Sunday, 2 December 2012

Leveson Inquiry: Can the Press be trusted to regulate themselves?

Following this week's Leveson Inquiry report, I've decided I'm one of those people that doesn't believe legislation should be passed to ensure effective independent regulation of the Press.

Despite some appalling behaviour, we can't have government interfering in the practices of the Press no matter how small it might seem.

Clearly this form of 'statutory underpinning' doesn't mean the end of Press freedom in the UK - far from it. But it's the planting of a tiny seed of government interference, which in theory could grow into something far more sinister and dangerous in the not too distant future.

That may sound dramatic to some but this is how these things begin.

Like most people I've been shocked by some of the actions and behaviour of the Tabloid press revealed in the Leveson Inquiry.

I haven't heard anyone say the present form of regulation by the Press Complaints Commission (PCC) has worked. It's failed miserably! The question is: Can the Press be trusted to get it right independently?

When I think about the Press I'm reminded of the famous quote that many of you might know from the Spider Man movies:

"With great power comes great responsibility"

This sums up the British Press. It does have great power and influence and being a free press allows it to have this; but there has to be responsibility as well, which unfortunately we haven't always seen.

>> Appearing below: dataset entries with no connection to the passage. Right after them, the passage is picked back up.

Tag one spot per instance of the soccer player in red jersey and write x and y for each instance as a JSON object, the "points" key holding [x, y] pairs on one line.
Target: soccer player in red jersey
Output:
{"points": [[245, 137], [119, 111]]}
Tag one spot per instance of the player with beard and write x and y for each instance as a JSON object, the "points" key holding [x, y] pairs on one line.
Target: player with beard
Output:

This is where the Press needs to get its act together to restore public confidence and prevent any future press law.

Do I think they can do it? I don't think they have a choice.

It's funny that in theory the PCC should have been an effective regulator. As part of my journalism studies, I had to learn all about its role. Even at that time I thought it was a weak and toothless organisation.

Despite everything, the British Press is something I'm actually quite proud of. It's lively, irreverent, edgy, controversial, innovative, brilliant, and terrible, all at different times.

It's the freedom and history of this country that's allowed it to be all these things. But to remain so, the Press has to acknowledge its own responsibilities and get its house in order.

Maybe I'm being overly optimistic but I think they'll do it.